Mark Brand, professor of plant science and landscape architecture, receives patent for purple-leaf sand cherry cultivar. (Peter Morenus/UConn Photo)
Mark Brand, professor of plant science and landscape architecture, receives patent for purple-leaf sand cherry cultivar. (Peter Morenus/UConn Photo)

Mark Brand, a professor of horticulture and plant breeding in the University of Connecticut’s College of Agriculture, Health and Natural Resources, was recently granted a patent for his specially bred purple-leaf sand cherry. The purple-leaf sand cherry is a hybrid plant from the rose family. In spring, it blooms with an array of delicate light pink flowers and later produces deep burgundy foliage for the summer.

The problem with typical forms of this attractive shrub is that its size, seven to 10 feet tall, quickly becomes too large to be used effectively in many landscaping situations.

Prunus x cistena ‘UCONNPC001’ (Monrovia Photo)
Prunus x cistena ‘UCONNPC001’ (Monrovia Photo)

Brand developed a plant that is about half the size of the traditional purple-leaf sand cherry by changing its genetic parentage. The purple-leaf sand cherry is a hybrid of two different plants. Brand swapped one of its parent plants out with a smaller version of it that is accustomed to growing in a more restricted area. This switch resulted in a more compact and manageable plant.

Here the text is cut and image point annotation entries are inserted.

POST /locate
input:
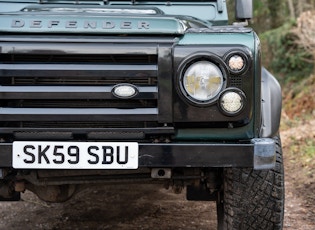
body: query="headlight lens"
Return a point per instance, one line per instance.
(202, 81)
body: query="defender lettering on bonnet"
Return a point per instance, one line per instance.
(73, 24)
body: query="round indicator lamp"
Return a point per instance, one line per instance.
(236, 63)
(232, 102)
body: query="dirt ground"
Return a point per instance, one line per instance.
(152, 207)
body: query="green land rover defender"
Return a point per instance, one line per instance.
(117, 91)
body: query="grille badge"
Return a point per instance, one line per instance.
(125, 91)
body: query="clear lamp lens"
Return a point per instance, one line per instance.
(203, 81)
(236, 63)
(232, 102)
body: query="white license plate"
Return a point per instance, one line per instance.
(75, 155)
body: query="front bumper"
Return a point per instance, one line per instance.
(259, 153)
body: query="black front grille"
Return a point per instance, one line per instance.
(57, 83)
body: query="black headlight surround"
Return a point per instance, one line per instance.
(190, 60)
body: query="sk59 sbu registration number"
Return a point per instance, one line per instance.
(75, 155)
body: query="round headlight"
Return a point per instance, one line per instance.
(232, 102)
(202, 81)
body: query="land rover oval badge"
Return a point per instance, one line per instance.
(124, 91)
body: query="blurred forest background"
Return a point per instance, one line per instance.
(287, 32)
(286, 29)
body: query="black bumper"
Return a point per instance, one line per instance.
(259, 153)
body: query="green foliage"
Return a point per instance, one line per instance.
(282, 55)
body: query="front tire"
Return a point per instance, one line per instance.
(252, 199)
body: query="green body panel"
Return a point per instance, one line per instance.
(165, 21)
(89, 24)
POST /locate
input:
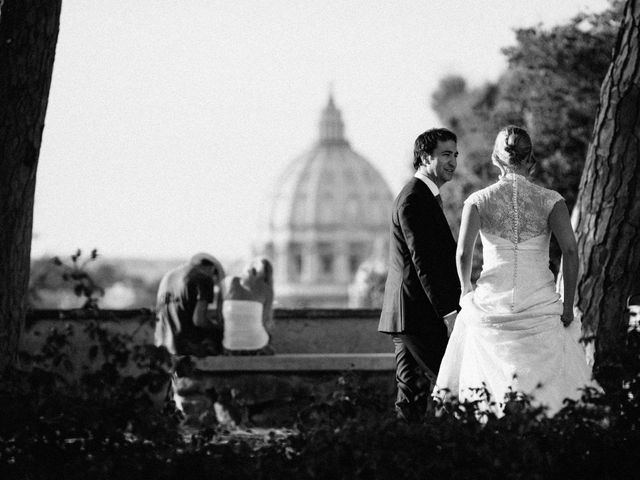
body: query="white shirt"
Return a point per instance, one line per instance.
(436, 191)
(428, 182)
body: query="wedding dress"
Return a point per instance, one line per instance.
(508, 334)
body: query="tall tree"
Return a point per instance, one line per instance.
(607, 212)
(28, 37)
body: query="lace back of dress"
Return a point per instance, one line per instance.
(515, 230)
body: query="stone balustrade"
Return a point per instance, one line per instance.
(314, 351)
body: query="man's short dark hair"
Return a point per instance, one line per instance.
(428, 141)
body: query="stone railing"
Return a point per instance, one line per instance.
(314, 348)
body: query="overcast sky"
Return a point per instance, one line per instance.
(168, 121)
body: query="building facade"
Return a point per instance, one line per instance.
(325, 215)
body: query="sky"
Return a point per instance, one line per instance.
(169, 122)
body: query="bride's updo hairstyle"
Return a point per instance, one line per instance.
(513, 147)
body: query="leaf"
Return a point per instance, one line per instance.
(93, 352)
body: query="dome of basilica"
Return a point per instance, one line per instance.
(324, 215)
(330, 186)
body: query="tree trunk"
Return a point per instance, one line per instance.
(28, 36)
(607, 211)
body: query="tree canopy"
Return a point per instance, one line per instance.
(551, 87)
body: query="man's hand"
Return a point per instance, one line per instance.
(450, 321)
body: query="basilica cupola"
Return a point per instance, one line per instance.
(331, 124)
(322, 217)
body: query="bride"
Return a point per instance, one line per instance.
(514, 333)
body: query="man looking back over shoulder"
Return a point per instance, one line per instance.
(422, 288)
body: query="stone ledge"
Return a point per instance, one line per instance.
(298, 362)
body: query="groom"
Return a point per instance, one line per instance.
(422, 289)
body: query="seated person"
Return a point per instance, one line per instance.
(184, 295)
(247, 310)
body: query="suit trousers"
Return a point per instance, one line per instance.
(415, 353)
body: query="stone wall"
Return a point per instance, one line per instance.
(315, 349)
(296, 330)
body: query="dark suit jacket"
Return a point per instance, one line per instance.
(422, 284)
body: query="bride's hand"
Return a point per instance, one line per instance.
(567, 317)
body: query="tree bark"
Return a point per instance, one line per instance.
(28, 37)
(607, 211)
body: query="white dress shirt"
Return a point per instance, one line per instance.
(430, 183)
(436, 191)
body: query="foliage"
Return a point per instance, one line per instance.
(551, 86)
(106, 428)
(77, 277)
(50, 281)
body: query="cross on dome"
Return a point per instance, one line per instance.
(331, 124)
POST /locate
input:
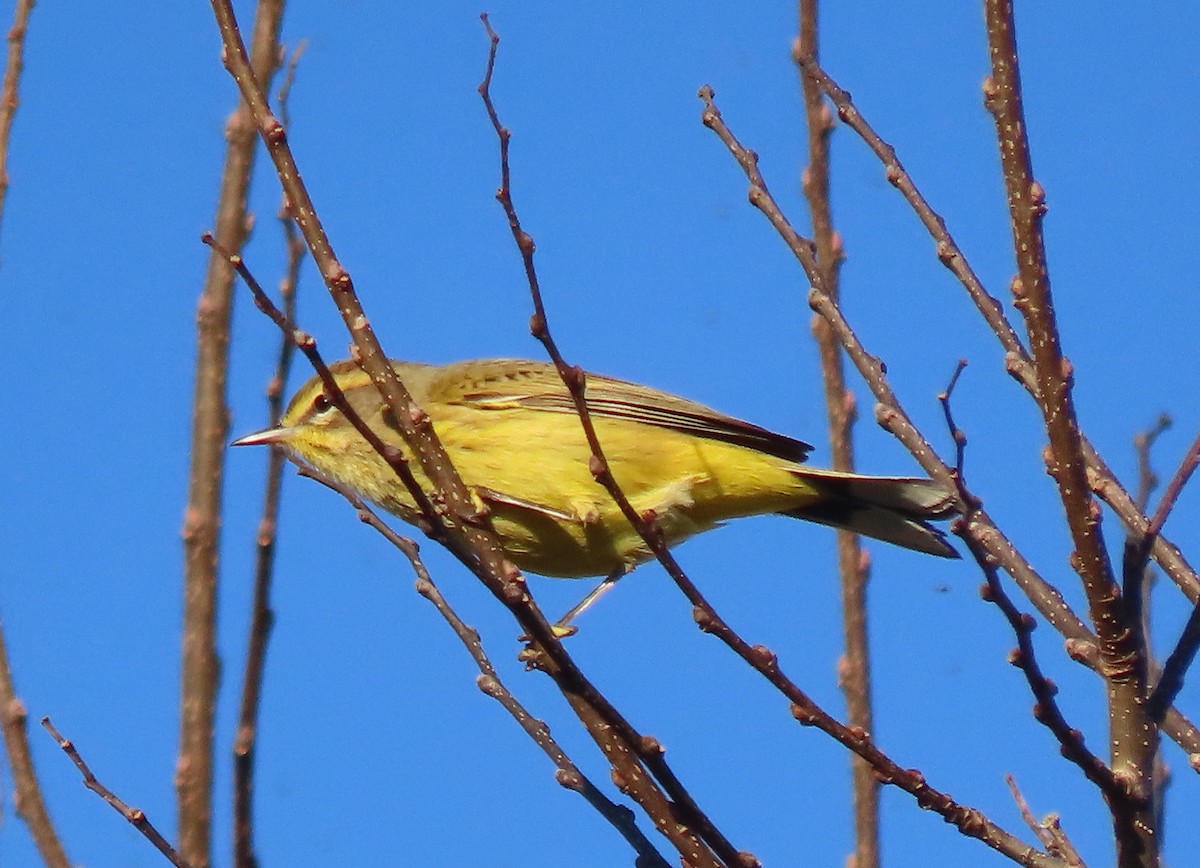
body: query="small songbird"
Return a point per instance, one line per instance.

The new cross maintains the same aesthetic elements as the traditional plant as well as being easy to manage and grow with minimal care.

Brand’s plant also has dense branching down to the ground which prevents it from becoming too “leggy” or open at the bottom, which detracts from its ornamental appeal.

The plant has been coined “Darkstar” by Monrovia Nurseries which has the license for Brand’s invention.

“Consumers across the country are looking for plants that fit their lifestyles. Prunus DarkStar® fits this criteria will its smaller more refined size, making pruning, care and placement in a smaller yard so much easier,” says Jonathan Pedersen, vice president of business development & IP at Monrovia.

“The new purple-leaf sand cherry should be a popular plant with consumers because it is easy to grow, compact in stature and offers multi-season interest through its light pink spring flowers and red summer foliage,” says Brand.

With assistance from technology transfer experts within UConn’s Office of the Vice President for Research, Brand has received several other plant patents.

Brand received his PhD from the Ohio State University. He is currently working on breeding new varieties of aroniaberry, a new nutraceutical crop, as well as improved forms of native shrub species for the northeast region of the United States.